If y'all are both happy, it's a marriage made in heaven.


----------



## GTcollector (Dec 27, 2010)

skunkhome said:


> Down here Gravely commands top dollar even for what most consider scrap condition. Snapper also. Crazy.. .... while craftsman and CC you cant give away. 200 miles north of me CC is king.
> 
> If y'all are both happy, it's a marriage made in heaven.


Ya gotta go more than 200 miles, more like 600 miles, around here a good running Cub hydro or geared tractor is worth 300.00 tops, Murray's bring more


----------



## OldBuzzard (Jun 23, 2011)

A good deal is a state of mind.

If YOU are happy then it's a good deal!

I've made some trades that some would say was a 'bad deal', but as long as I and the other guy were happy, then I count it as a GOOD DEAL.


----------



## GTcollector (Dec 27, 2010)

OldBuzzard said:


> A good deal is a state of mind.
> 
> If YOU are happy then it's a good deal!
> 
> I've made some trades that some would say was a 'bad deal', but as long as I and the other guy were happy, then I count it as a GOOD DEAL.

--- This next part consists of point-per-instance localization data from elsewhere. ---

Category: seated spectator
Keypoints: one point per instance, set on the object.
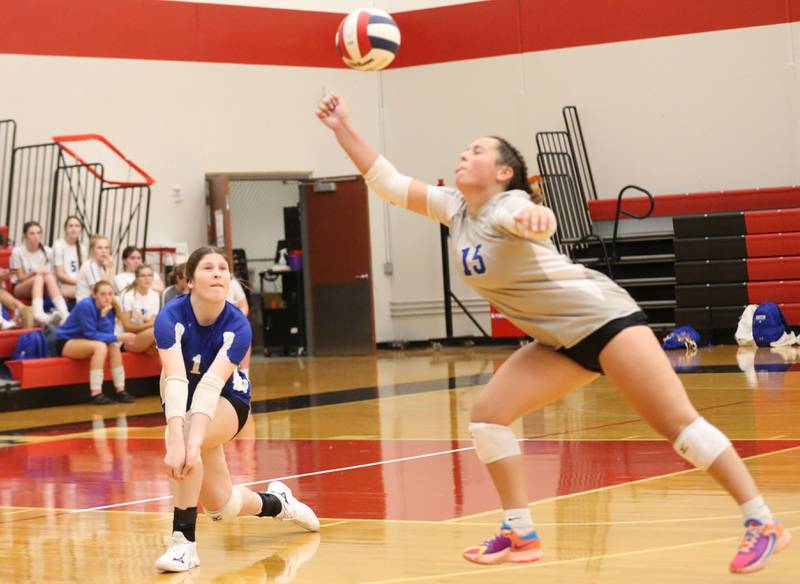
(89, 334)
(131, 259)
(99, 267)
(140, 304)
(178, 284)
(68, 256)
(31, 261)
(22, 314)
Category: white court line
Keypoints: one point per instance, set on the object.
(297, 476)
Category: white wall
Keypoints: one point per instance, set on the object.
(685, 113)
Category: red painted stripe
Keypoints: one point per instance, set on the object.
(591, 22)
(180, 31)
(362, 37)
(773, 245)
(342, 46)
(780, 268)
(774, 221)
(778, 292)
(695, 203)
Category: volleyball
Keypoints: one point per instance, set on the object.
(368, 39)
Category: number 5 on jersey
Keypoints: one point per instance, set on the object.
(476, 262)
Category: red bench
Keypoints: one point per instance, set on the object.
(8, 341)
(698, 203)
(60, 371)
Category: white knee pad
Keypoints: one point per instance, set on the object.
(493, 442)
(229, 510)
(701, 443)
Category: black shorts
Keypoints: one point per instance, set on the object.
(242, 411)
(586, 352)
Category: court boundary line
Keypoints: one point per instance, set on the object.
(416, 457)
(609, 487)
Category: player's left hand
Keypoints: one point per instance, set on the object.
(536, 219)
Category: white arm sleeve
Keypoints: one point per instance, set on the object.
(509, 208)
(387, 183)
(443, 203)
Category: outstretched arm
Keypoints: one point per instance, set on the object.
(380, 175)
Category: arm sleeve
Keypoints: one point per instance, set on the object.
(58, 254)
(236, 342)
(443, 202)
(168, 331)
(15, 262)
(508, 208)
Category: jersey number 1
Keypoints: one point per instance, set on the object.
(479, 267)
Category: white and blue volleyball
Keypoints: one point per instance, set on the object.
(368, 39)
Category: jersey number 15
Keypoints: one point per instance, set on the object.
(476, 262)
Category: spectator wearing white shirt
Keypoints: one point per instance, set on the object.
(139, 305)
(132, 259)
(31, 261)
(99, 267)
(68, 256)
(179, 284)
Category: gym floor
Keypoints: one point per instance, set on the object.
(379, 447)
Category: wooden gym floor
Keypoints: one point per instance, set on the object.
(379, 447)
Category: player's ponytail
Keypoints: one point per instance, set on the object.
(508, 155)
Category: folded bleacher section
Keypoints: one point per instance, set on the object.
(727, 260)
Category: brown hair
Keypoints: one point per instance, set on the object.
(114, 304)
(508, 155)
(77, 241)
(138, 269)
(177, 272)
(199, 254)
(25, 227)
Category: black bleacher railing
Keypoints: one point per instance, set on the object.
(8, 135)
(642, 264)
(41, 183)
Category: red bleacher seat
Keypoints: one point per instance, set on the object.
(8, 341)
(699, 203)
(58, 371)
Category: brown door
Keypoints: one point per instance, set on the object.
(219, 207)
(338, 267)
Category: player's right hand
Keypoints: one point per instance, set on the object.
(332, 111)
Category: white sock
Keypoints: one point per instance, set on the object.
(519, 520)
(61, 306)
(96, 381)
(756, 508)
(118, 375)
(38, 310)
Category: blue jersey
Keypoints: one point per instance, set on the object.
(229, 337)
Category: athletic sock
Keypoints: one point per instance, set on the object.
(756, 508)
(185, 520)
(519, 520)
(270, 505)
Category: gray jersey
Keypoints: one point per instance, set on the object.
(541, 291)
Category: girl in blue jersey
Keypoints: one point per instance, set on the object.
(201, 341)
(88, 333)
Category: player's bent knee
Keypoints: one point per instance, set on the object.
(493, 442)
(231, 509)
(701, 443)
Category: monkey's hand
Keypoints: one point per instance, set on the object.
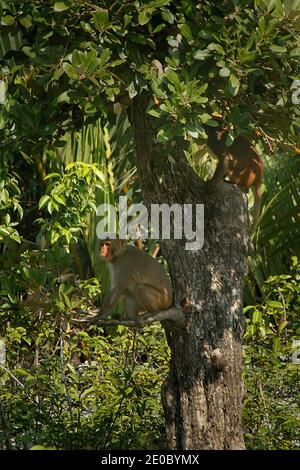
(93, 317)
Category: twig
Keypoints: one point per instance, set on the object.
(174, 314)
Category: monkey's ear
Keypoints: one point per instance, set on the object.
(118, 247)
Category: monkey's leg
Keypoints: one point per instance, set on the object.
(131, 307)
(152, 299)
(221, 170)
(257, 193)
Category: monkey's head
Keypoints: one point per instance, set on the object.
(112, 249)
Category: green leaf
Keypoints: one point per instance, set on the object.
(144, 17)
(70, 70)
(44, 201)
(224, 72)
(274, 304)
(154, 113)
(105, 55)
(26, 21)
(7, 20)
(2, 91)
(101, 18)
(172, 77)
(280, 49)
(201, 54)
(60, 6)
(186, 31)
(234, 85)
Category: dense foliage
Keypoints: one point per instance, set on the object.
(65, 68)
(67, 387)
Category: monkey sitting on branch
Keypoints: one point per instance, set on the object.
(240, 162)
(143, 283)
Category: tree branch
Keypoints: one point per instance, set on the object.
(174, 314)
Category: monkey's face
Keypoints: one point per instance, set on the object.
(111, 249)
(105, 250)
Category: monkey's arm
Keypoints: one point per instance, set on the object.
(221, 170)
(108, 306)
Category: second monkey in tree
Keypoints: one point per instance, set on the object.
(240, 162)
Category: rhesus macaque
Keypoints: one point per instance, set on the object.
(240, 162)
(136, 276)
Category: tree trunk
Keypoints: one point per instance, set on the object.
(202, 397)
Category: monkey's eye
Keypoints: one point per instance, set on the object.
(105, 244)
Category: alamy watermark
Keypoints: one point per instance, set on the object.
(161, 221)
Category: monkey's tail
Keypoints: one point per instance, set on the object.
(257, 193)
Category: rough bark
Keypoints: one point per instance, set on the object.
(202, 397)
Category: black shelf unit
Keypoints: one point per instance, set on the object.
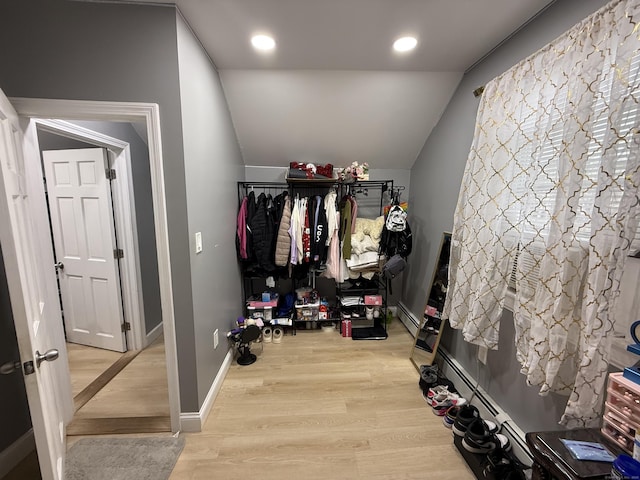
(378, 194)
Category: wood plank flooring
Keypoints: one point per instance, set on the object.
(319, 406)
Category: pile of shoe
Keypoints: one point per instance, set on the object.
(481, 437)
(441, 399)
(438, 391)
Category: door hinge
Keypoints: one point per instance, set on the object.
(28, 368)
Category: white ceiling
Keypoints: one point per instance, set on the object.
(333, 90)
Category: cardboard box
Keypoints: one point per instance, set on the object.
(345, 328)
(373, 300)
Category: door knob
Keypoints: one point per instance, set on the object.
(48, 356)
(9, 367)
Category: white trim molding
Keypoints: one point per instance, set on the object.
(150, 114)
(16, 452)
(193, 421)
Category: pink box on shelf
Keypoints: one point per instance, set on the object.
(373, 300)
(256, 302)
(431, 311)
(346, 328)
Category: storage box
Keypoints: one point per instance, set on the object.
(307, 312)
(266, 313)
(256, 302)
(361, 323)
(345, 328)
(373, 300)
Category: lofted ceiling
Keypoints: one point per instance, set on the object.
(333, 90)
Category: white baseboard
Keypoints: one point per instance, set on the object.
(153, 335)
(16, 452)
(193, 421)
(489, 409)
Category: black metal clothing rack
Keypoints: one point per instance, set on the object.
(381, 193)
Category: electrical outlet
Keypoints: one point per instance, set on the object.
(198, 242)
(482, 354)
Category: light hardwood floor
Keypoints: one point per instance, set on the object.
(319, 406)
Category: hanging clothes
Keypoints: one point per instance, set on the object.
(283, 241)
(346, 209)
(241, 231)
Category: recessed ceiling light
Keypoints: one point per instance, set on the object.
(263, 42)
(405, 44)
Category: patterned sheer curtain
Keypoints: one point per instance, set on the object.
(549, 206)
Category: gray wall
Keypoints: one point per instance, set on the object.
(213, 165)
(14, 409)
(438, 171)
(117, 52)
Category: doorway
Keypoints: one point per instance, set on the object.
(81, 165)
(85, 245)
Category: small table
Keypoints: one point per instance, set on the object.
(552, 460)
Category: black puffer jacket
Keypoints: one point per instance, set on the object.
(263, 232)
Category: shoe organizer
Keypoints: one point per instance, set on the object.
(621, 416)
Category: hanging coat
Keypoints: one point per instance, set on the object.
(283, 241)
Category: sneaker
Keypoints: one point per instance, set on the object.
(450, 416)
(429, 373)
(442, 402)
(477, 438)
(438, 390)
(465, 416)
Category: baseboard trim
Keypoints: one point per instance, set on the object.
(153, 335)
(16, 452)
(193, 421)
(488, 407)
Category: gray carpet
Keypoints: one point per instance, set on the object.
(151, 458)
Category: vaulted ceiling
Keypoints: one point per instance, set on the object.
(333, 90)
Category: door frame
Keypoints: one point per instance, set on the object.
(125, 220)
(130, 112)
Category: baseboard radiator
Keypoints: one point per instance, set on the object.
(467, 385)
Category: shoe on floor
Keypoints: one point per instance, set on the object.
(503, 465)
(478, 439)
(443, 401)
(450, 416)
(465, 416)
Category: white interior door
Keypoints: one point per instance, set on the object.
(84, 237)
(36, 314)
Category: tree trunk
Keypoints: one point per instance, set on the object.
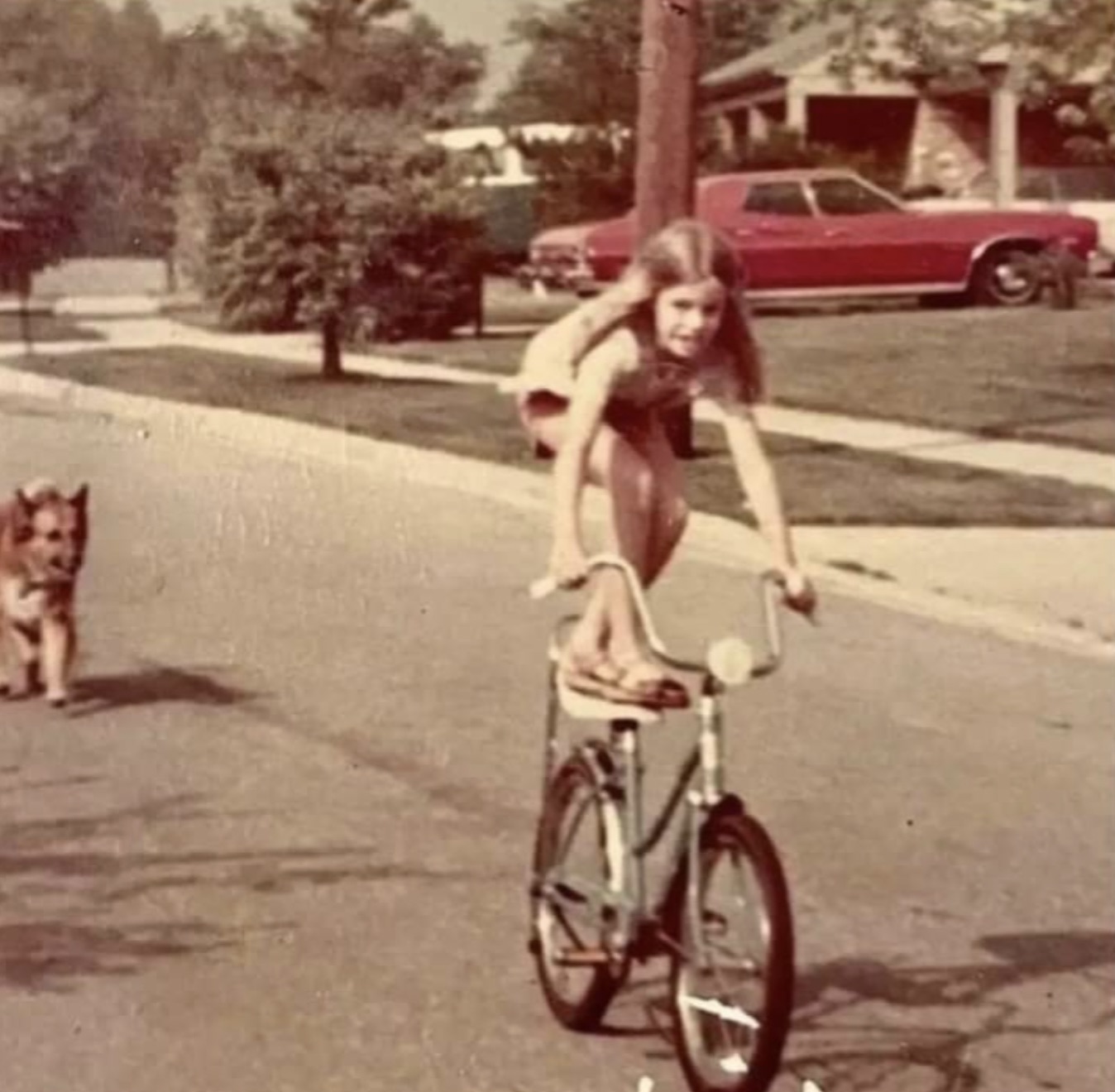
(666, 164)
(332, 348)
(23, 285)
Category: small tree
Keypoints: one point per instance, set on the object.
(590, 176)
(44, 152)
(329, 218)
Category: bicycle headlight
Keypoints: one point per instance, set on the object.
(730, 660)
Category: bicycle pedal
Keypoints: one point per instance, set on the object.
(583, 957)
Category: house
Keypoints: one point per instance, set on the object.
(494, 162)
(966, 141)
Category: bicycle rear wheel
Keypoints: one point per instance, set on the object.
(731, 986)
(577, 868)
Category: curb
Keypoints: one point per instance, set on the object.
(714, 539)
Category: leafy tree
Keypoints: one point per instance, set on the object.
(362, 54)
(1050, 44)
(330, 218)
(588, 178)
(582, 60)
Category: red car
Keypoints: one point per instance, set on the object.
(814, 233)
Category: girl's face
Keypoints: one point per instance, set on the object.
(688, 316)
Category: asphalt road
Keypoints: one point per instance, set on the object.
(280, 840)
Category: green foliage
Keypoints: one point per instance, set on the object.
(957, 44)
(588, 178)
(42, 154)
(326, 217)
(349, 51)
(582, 60)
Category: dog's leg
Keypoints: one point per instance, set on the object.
(23, 646)
(6, 655)
(56, 657)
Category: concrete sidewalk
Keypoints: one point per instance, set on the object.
(1056, 587)
(1072, 465)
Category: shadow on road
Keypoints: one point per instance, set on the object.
(152, 684)
(74, 905)
(856, 1028)
(864, 1025)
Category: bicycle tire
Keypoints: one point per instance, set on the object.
(585, 1009)
(739, 1070)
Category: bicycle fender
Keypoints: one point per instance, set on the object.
(599, 758)
(730, 806)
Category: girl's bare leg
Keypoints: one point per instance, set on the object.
(670, 512)
(608, 628)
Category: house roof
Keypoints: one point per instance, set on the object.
(781, 57)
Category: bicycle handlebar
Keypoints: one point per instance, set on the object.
(771, 579)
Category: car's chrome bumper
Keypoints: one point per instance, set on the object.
(1101, 263)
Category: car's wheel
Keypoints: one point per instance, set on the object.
(1007, 277)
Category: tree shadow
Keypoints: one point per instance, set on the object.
(69, 902)
(864, 1025)
(154, 684)
(44, 956)
(856, 1030)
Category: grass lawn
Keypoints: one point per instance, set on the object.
(823, 484)
(1031, 374)
(45, 328)
(1034, 374)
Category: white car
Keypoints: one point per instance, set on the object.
(1083, 191)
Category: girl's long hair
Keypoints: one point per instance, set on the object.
(687, 251)
(683, 252)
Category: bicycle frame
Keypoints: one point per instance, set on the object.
(641, 925)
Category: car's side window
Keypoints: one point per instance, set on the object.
(778, 199)
(848, 198)
(1036, 188)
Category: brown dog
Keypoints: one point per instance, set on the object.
(42, 537)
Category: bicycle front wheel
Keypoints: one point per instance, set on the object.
(731, 984)
(577, 868)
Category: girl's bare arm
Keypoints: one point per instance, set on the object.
(571, 465)
(758, 483)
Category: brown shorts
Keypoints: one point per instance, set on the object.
(627, 419)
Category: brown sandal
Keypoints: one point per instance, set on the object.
(603, 679)
(644, 678)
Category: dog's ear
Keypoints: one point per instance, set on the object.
(22, 522)
(80, 499)
(25, 505)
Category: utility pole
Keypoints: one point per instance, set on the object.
(666, 151)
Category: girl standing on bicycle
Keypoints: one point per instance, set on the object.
(591, 391)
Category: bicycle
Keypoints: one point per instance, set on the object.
(590, 915)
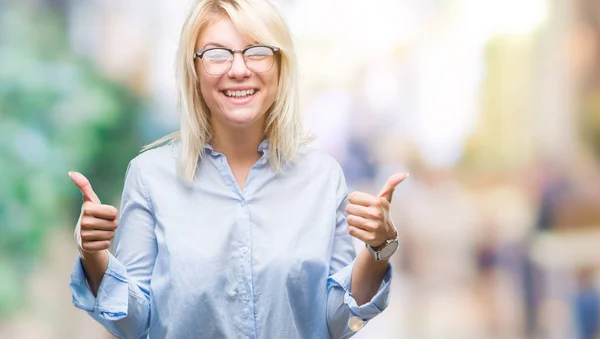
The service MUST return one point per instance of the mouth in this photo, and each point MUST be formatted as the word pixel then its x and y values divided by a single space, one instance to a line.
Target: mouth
pixel 239 97
pixel 239 93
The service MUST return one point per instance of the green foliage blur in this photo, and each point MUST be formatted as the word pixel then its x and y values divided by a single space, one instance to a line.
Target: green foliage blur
pixel 57 113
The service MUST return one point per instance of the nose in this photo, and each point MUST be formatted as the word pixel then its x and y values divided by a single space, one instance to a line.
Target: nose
pixel 238 67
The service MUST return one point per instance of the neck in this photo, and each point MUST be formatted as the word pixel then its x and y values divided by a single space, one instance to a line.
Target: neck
pixel 239 145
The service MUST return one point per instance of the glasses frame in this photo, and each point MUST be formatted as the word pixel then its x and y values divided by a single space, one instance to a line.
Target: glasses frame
pixel 200 54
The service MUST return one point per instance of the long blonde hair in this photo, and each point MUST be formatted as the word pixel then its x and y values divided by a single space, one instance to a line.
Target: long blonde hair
pixel 256 20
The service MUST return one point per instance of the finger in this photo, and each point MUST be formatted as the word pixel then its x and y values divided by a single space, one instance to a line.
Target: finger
pixel 85 187
pixel 388 189
pixel 361 234
pixel 362 223
pixel 371 213
pixel 363 199
pixel 92 223
pixel 95 235
pixel 95 246
pixel 107 212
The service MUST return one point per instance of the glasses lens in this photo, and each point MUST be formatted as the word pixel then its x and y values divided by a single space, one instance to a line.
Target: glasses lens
pixel 259 59
pixel 217 61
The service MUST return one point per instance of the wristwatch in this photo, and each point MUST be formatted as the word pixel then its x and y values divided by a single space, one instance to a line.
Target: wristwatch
pixel 385 251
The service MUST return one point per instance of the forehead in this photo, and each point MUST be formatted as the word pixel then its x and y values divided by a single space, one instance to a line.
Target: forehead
pixel 221 31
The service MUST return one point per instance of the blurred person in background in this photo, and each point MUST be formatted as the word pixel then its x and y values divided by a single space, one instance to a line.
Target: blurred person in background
pixel 235 227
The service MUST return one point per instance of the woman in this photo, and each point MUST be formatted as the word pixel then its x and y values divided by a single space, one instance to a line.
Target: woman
pixel 235 228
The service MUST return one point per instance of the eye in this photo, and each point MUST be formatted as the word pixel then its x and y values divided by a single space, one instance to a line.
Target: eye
pixel 217 54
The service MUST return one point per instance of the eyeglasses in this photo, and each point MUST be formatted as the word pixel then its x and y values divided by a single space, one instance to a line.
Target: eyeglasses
pixel 219 60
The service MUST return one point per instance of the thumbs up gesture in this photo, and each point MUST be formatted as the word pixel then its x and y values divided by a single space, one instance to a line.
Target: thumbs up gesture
pixel 369 216
pixel 97 223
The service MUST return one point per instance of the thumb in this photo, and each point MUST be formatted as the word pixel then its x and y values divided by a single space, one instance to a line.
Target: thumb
pixel 388 189
pixel 86 188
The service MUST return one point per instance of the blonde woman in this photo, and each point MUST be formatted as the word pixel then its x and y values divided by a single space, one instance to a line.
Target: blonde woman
pixel 233 227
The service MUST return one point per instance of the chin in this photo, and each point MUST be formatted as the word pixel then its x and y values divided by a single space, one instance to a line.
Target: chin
pixel 242 117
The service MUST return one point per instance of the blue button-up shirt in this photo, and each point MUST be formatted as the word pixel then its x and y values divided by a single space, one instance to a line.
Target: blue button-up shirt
pixel 273 260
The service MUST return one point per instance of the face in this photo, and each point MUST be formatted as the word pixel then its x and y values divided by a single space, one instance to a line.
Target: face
pixel 239 97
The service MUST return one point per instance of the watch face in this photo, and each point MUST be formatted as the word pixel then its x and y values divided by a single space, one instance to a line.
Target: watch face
pixel 387 251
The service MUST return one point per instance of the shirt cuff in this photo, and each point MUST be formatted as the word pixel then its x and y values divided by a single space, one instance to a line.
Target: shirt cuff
pixel 113 294
pixel 376 305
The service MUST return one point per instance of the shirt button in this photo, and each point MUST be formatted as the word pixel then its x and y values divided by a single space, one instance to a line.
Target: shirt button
pixel 355 323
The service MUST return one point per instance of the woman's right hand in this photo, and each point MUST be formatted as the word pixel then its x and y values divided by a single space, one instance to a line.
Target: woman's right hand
pixel 97 222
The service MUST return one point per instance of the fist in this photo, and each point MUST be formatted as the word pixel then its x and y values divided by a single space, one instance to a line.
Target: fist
pixel 369 215
pixel 97 223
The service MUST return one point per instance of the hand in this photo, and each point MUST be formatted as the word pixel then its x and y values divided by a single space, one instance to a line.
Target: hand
pixel 97 223
pixel 369 216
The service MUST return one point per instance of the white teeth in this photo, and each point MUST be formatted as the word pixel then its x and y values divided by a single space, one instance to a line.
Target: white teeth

AMEN, because I buy want I want and I know what it's worth to me, now that I have it and you don't, go buy one like it, if you can. These machines are getting very hard to come buy.


----------



## Ironhorse805 (Oct 9, 2013)

Thanks everybody for the responses. I ended up not doing the deal, but am currently presented with a possible trade for my cub cadet 108 for a 66 Jacobsen 800 with a snow thrower, I know cubs are shaft driven and the design is superior then belt driven, but something about the old jacobsen's always interested me also my late father in law had two of them one 1000 and other was a 800. So i don't know lol


----------



## jhngardner367 (Apr 5, 2011)

The biggest problem with the Jacobsen,is going to be finding parts. They are nearly non-existent for the pre-80's units.
The new"Jacobsen" is a totally different company.


----------



## Ironhorse805 (Oct 9, 2013)

Yeah that's true, but I figure I got a deere 212 and Yamaha big bear 4x4 quad as my main work machines and would just use the Jacobsen for hauling wood and light duty, at one point picking up a parts tractor somewhere


----------